Mr Stride, a Rishi Sunak supporter, told LBC: “At the moment the Liz camp are saying I believe that there will not be any OBR forecast produced at that time and that is kind of like flying blind.
“It means that you do all these dramatic things on tax etcetera but you don’t actually know what the independent forecaster believes the impact will be on the public finances and I think that is quite a serious situation were that to come about.”
Asked if OBR scrutiny would be bureaucratic in a time of crisis, Mr Stride said: “No. We are asking for transparency and reassurance that whatever whoever wins this contest comes forward with is affordable and not reckless.”
Mr Sunak’s attacks on his opponent’s tax-cutting plans come as the race to succeed Boris Johnson enters its final fortnight.
The former chancellor’s campaign called on Ms Truss to “come clean”, and claimed her plans to borrow in order to fund tax cuts were “dangerous”.
Ms Truss has argued that tax cuts will help to grow the UK’s economy and boost prosperity.
A Truss campaign spokesman said: “The cost-of-living crisis means immediate action is required.
“A Truss government would seek to act as soon as possible to help people across the UK, by cutting taxes and introducing a temporary moratorium on energy levies.”
The OBR usually requires 10 weeks to carry out an analysis of Government economic proposals, such as the Budget or Spring Statement.
Under this timeline, an OBR forecast of the emergency budget may not be possible until November.
Senior Tories have criticised the Foreign Secretary’s economic plans, with former minister Michael Gove accusing her in a Times article of taking a “holiday from reality”.
As both Ms Truss and Mr Sunak have come under increasing pressure to deal with rising costs, she has signalled she could help firms and households with soaring energy bills with direct support this winter.

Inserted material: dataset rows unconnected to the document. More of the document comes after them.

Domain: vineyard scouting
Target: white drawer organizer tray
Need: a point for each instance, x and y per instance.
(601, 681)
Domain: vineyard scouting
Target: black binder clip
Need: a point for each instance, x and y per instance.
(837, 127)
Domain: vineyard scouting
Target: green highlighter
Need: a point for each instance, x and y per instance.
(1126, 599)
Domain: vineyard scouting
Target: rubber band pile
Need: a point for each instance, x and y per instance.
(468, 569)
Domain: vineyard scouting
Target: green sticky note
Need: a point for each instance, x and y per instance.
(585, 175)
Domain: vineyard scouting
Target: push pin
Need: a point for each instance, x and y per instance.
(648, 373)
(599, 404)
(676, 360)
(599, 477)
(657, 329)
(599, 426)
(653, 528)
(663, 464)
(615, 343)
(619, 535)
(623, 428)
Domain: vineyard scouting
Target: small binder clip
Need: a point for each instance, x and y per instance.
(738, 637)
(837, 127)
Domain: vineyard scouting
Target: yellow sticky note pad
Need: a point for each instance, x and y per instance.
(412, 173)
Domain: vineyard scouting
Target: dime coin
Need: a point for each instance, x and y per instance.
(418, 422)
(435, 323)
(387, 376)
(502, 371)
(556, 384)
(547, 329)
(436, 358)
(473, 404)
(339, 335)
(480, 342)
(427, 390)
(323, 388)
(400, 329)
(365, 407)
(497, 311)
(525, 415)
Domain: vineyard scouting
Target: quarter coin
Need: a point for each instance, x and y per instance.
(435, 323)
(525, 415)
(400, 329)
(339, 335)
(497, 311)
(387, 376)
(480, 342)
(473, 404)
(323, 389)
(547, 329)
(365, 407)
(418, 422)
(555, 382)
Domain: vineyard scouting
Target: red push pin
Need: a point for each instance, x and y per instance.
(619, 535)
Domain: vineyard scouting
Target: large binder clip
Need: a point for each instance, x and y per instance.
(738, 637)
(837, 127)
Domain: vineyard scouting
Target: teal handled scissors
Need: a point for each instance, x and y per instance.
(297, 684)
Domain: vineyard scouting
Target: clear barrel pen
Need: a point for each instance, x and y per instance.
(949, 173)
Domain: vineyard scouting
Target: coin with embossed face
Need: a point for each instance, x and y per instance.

An energy company boss called on the Conservatives to end the leadership contest early to address rising bills.
Bill Bullen, chief executive of Utilita, told BBC Radio 4’s Today programme: “All through the summer, we’ve been hearing about customers in distress, customers who are worried that they’re not able to heat their homes over this coming winter.
“That’s why we’re saying to the Government, you’ve got to take this decision to freeze prices at their current level right now.
“This cannot wait until the 5th or 6th of September. The Conservative Party needs to sort themselves out, decide who the leader is going to be this week, so that the Ofgem announcement on the 26th doesn’t have to happen.”
Energy regulator Ofgem is set to announce the latest price cap on Friday, with predictions it could rise from £1,971 to around £3,600.